Multimodal. LiveKit was built for real-time video first. Voice + video agents (retail assistants, support with screen share, training simulators) are genuinely better on LiveKit than on Vapi or Retell.

Open source. No lock-in. No platform risk. If LiveKit disappeared tomorrow (unlikely, it is Series B funded with major customers), your agent still runs on your infrastructure.

Where it is merely OK: time-to-first-agent. Days, not hours. The learning curve is real. Operating costs include a real engineer’s attention, not just a monthly subscription.

Honourable mentions

Three platforms worth naming even if they are not the main event:

Pipecat. Open source, Daily-backed, Python-first. A real competitor to LiveKit Agents for self-hosted voice. Lighter footprint, faster to prototype, somewhat less mature operationally. I often reach for Pipecat for spike/prototype work and LiveKit for production self-host.

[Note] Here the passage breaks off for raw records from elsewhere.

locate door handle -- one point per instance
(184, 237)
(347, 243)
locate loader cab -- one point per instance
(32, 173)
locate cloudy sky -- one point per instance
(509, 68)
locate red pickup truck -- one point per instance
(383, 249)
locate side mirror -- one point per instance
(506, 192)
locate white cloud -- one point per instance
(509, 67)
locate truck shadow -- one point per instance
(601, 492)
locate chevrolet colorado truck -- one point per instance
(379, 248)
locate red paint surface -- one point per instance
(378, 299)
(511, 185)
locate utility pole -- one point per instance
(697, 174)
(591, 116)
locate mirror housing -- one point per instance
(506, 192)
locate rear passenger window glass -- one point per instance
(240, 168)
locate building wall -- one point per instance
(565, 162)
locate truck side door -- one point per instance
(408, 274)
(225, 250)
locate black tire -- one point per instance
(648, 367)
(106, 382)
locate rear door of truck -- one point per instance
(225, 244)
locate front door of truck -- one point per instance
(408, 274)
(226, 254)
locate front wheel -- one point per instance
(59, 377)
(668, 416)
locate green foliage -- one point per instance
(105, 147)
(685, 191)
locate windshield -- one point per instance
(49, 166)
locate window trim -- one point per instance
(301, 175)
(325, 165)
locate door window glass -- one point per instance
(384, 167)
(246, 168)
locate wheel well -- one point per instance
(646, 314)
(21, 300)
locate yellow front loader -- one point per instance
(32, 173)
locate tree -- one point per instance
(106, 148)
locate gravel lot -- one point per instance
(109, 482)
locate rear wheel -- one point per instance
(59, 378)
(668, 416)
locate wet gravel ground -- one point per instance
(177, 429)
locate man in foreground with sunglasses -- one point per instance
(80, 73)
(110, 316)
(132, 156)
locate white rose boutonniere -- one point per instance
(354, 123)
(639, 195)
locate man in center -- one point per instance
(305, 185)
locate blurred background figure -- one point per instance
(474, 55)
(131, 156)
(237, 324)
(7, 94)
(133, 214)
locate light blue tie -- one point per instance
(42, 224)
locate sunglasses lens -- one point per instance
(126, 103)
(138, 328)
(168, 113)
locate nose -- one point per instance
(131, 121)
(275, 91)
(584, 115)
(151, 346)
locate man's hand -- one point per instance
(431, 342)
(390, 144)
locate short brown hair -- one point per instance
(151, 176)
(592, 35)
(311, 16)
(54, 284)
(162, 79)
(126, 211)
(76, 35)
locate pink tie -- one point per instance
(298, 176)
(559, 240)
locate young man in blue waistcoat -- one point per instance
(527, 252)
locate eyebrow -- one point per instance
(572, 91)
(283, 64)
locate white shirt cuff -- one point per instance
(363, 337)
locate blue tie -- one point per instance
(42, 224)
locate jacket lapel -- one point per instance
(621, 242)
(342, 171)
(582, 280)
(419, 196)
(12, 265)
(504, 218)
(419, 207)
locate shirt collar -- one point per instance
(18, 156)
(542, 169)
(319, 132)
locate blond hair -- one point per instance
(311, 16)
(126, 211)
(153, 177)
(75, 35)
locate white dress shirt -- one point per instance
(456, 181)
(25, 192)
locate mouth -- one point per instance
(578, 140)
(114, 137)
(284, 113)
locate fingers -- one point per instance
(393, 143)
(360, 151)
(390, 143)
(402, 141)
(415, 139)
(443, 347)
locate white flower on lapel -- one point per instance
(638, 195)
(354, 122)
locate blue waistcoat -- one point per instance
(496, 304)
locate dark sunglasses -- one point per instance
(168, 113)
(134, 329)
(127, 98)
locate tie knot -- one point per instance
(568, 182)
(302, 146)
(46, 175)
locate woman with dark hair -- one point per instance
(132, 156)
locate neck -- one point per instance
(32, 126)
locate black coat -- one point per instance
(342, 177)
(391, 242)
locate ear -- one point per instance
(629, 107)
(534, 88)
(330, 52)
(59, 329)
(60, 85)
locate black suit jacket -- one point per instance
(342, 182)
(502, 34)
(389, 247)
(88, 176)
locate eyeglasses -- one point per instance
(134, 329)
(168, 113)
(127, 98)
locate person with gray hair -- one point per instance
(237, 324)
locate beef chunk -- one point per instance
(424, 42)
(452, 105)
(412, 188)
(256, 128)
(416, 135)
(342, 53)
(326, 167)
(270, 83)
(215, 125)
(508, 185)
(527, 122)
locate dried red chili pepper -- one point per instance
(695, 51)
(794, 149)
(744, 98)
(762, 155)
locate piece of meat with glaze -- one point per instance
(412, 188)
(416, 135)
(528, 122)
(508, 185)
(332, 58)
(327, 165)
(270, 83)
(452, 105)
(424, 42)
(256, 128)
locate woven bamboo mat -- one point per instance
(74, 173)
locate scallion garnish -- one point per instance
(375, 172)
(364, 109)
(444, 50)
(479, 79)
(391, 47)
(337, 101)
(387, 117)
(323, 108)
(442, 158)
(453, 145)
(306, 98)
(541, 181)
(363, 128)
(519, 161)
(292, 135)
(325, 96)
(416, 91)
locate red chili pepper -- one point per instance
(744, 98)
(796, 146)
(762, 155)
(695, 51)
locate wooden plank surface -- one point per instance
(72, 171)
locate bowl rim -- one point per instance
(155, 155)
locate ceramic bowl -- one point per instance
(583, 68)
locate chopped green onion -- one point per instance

ElevenLabs Conversational AI. ElevenLabs shipped a first-party voice agent platform in 2024 and has iterated fast. Beautiful voices (it is ElevenLabs), decent workflow tooling, tightly coupled to their TTS. Worth a serious look for consumer-facing voice apps where voice quality is the differentiator.

Bland AI. Developer-focused voice platform, strong on outbound campaign tooling and concurrency. Good if high-volume outbound is the primary use case and you want to skip building your own dialer on top of Vapi or Twilio.

Synthflow / Voicerr / Autocalls / Insighto. White-label layers built on top of Vapi or similar. Useful if you are building a reseller business and want the multi-tenant wrapper out of the box, rather than building it yourself on Vapi’s API.

Decision framework

Five questions, answered in order:

1. Hosted or self-hosted?

If your answer is self-hosted (data sovereignty, sovereign region, regulated industry, cost at volume), the choice is LiveKit Agents or Pipecat. Skip to question 4.

If hosted is fine, continue.

2. Developer-led or business-builder-led?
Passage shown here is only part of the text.